No interactive confirmation, and no files will be modified.
(This is incompatible with `--force`.)

`-mlb-path-var ' '` for handling path variables, similar to
[MLton's path maps](http://mlton.org/MLBasisPathMap).

`-ribbon-frac ` (default 1.0) controls pretty-printing. The
ribbon-frac (between 0 and 1) controls how dense each line is, excluding
indentation. Low ribbon-fracs will have very little non-whitespace content
on each line, whereas high ribbon-fracs will attempt to fill the line as
much as possible. Default = 1.0

`-max-width ` (default 80) controls pretty-printing.
This is the desired maximum number of columns in each line.
Note that it is not always possible to ensure that the output is within
the max width. (For example, deeply nested `let...in...end` expressions
will always indent further, and long comments/strings are not broken up.)

`-indent-width ` (default 2) is the desired number of spaces used in
the formatted output.

`-tab-width ` (default 4) informs the pretty-printer of the intended
tab-width for the input source. Typically this doesn't matter, but there are
some cases where a particular tab-width can influence the vertical alignment
of multiline comments and strings. (See discussion in issue #28 for more
details.)

`-engine [pretty|prettier]` (default `prettier`) selects which pretty printing
engine to use. The `prettier` engine is the newest version. The `pretty`
engine is the old version.

`--debug-engine` enables debugging output, for developers. This flag requires
that the `--preview-only` flag is also enabled.

`-allow-top-level-exps [true|false]` (default `true`) controls whether or
not top-level expressions (terminated by a semicolon) are allowed.

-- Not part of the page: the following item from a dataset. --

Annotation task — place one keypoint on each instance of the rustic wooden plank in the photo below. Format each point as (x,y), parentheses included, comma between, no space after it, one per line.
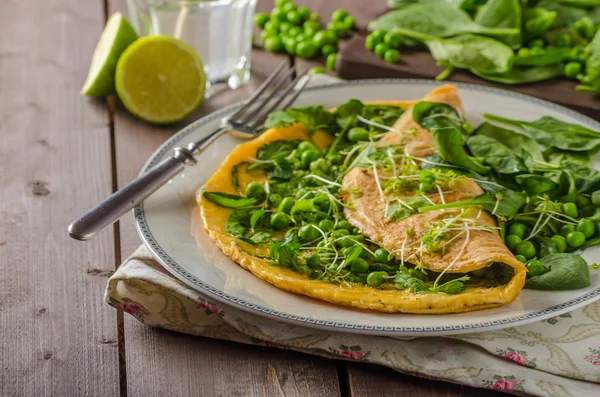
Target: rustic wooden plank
(58,337)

`-allow-opt-bar [true|false]` (default `false`) controls whether or not
SuccessorML optional bar syntax is allowed.

`-allow-record-pun-exps [true|false]` (default `false`) controls whether or not
SuccessorML record punning syntax is allowed.

`-allow-or-pats [true|false]` (default `false`) controls whether or not
SuccessorML or-pattern syntax is allowed.

`-allow-extended-text-consts [true|false]` (default `false`) controls whether
or not SuccessorML extended text constants are allowed. Enable this to allow
for UTF-8 characters within strings.